Allerdings stehen solche Fragen nicht im Zentrum seines politischen Programms. Die wichtigsten Elemente seines ideologischen Profils sind eine rassistisch grundierte, vollständige Ablehnung der Einwanderung aus islamischen und anderen ausser­europäischen Ländern sowie ein aggressiver, um eine scheinbar hochbedrohte Virilität bemühter Anti­feminismus. Zemmour ist ein wandelndes Kompendium von grotesken Versatz­stücken der rechts­radikalen Ideologie.

Schon mehrfach ist der Publizist wegen «Aufforderung zum Rassenhass» verurteilt worden, unter anderem, weil er rassistische Diskriminierung auf dem französischen Stellen­markt zu einer guten Sache erklärte. Er übernimmt ungeschminkt die Thesen von Renaud Camus, dem Vordenker der rechts­radikalen sogenannten Identitären, der den «grossen Bevölkerungs­austausch» zur welt­historischen Gefahr erklärt. Er ist der Überzeugung, dass Europa «weiss, christlich und von griechisch-römischer Kultur» sein müsse – und dass dieser Zustand akut bedroht sei. Er erklärt, dass der Islam in seiner Essenz islamistisch, antieuropäisch und anti­demokratisch sei. In einer viel beachteten Rede im September 2019, an einem politischen Meeting, das von Anhängern der Le-Pen-Nichte Marion Maréchal organisiert wurde, bezeichnete Zemmour die maghrebinischen Einwanderer in Frankreich als «Besatzungs­armee», verglich sie mit den Nazis, die Frankreich erobert hätten, und rief zu résistance und Bürgerkrieg auf.

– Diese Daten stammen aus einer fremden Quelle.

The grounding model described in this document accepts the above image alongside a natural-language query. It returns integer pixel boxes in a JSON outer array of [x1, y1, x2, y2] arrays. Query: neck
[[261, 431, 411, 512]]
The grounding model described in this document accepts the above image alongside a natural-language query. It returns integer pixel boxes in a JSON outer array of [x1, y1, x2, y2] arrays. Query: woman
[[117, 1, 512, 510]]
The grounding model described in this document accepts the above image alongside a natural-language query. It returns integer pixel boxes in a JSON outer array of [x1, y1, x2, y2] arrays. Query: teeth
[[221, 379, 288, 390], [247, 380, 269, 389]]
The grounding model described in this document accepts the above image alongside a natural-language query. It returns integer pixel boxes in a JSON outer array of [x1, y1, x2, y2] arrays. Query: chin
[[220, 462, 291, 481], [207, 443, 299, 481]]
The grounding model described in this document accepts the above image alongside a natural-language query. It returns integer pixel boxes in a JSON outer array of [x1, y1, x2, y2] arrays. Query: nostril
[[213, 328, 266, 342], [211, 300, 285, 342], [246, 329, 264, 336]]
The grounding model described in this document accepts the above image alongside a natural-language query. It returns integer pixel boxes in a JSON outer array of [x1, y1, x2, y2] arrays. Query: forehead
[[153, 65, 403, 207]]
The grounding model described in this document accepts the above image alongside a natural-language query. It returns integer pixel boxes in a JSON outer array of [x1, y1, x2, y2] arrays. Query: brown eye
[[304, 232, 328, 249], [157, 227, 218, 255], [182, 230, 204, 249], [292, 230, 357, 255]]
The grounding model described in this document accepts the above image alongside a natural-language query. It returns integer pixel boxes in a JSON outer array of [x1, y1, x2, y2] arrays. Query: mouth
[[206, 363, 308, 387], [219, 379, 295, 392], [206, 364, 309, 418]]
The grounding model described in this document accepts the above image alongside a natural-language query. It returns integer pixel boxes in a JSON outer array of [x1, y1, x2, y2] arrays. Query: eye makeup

Die Liste liesse sich fortsetzen: Die xenophoben Delirien des Eric Zemmour kennen keine Grenzen. Seine politische Macht erwächst ihm daraus, dass er sie weitgehend zensurfrei in die Öffentlichkeit trägt.

Ähnliches gilt von seinem Antifeminismus. Seinen ersten Buch­erfolg konnte Zemmour 2009 erringen, mit einem Essay, der den Titel «Le premier sexe» (das starke Geschlecht) trug. Es sollte ein Gegen­pamphlet sein zu Simone de Beauvoirs «Le deuxième sexe» (das andere Geschlecht). Die in quälender Länge ausgewalzte These: Die Virilität im Abend­land ist akut bedroht. Denn: «Der Mann ist zwar nicht verschwunden, aber er hat sich gewandelt. Er ist zur Frau geworden … Der virile Macho ist vergessen, der Casanova mit männlicher Verführungs­kraft ist verfemt. Das starke Geschlecht existiert nur noch dem Namen nach.» Nicht ganz überraschend hat die Online-Zeitung «Mediapart» diesen April ein dickes MeToo-Dossier zu Eric Zemmour veröffentlicht. Auch dies hat seiner Popularität jedoch keinen Abbruch getan.

Es kann nicht verwundern, dass Zemmour Donald Trump zu seinem grossen Vorbild erklärt. Obwohl er eine französische, eindeutig belesenere Variante ist, verdankt Zemmour genau wie Trump seine Bekanntheit dem Fernsehen. Als Roger-Köppel-artiger Krawall­bruder geistert er seit langen Jahren durch das Late-Night-TV-Programm, das in Frankreich von endlosen Talkshows mit festen Gästen dominiert wird. Für politische Pöbeleien und geschmacklose Anzüglichkeiten war er immer ein verlässlicher Wert. So machte der auffällig kleinwüchsige Zemmour über fast zwei Jahr­zehnte Karriere als eigentliches Einschalt­quoten-Rumpel­stilzchen. Heute ist er ein politischer Macht­faktor.

Man kann sich damit trösten, dass es zum jetzigen Zeitpunkt eher unwahrscheinlich erscheint, dass Zemmour, sollte er in den zweiten Wahl­gang kommen, dann auch Emmanuel Macron schlagen könnte. Allerdings sollte man auf allzu solide Gewissheiten momentan wohl besser nicht bauen. Auch die Aussicht auf eine in Frankreich hinter Zemmour geeinte, massive, erstarkte extreme Rechte ist alles andere als erhebend. Vor zwei Jahren hat Constantin Seibt in einem Republik-Essay dargelegt, dass wir in der politischen Ära der Horror­clowns leben. Es bestand die Hoffnung, dass diese Ära mit der Abwahl von Trump an ein Ende kommt. In Europa könnte sie noch vor uns liegen.

Hinweis: Wir haben das in der ersten Version verwendete Wort «Quoten-Rumpelstilzchen» ergänzend geändert – um allfällige Missverständnisse auszuräumen und klarzumachen, worum es dem Autor an dieser Stelle geht: um die Einschaltquote.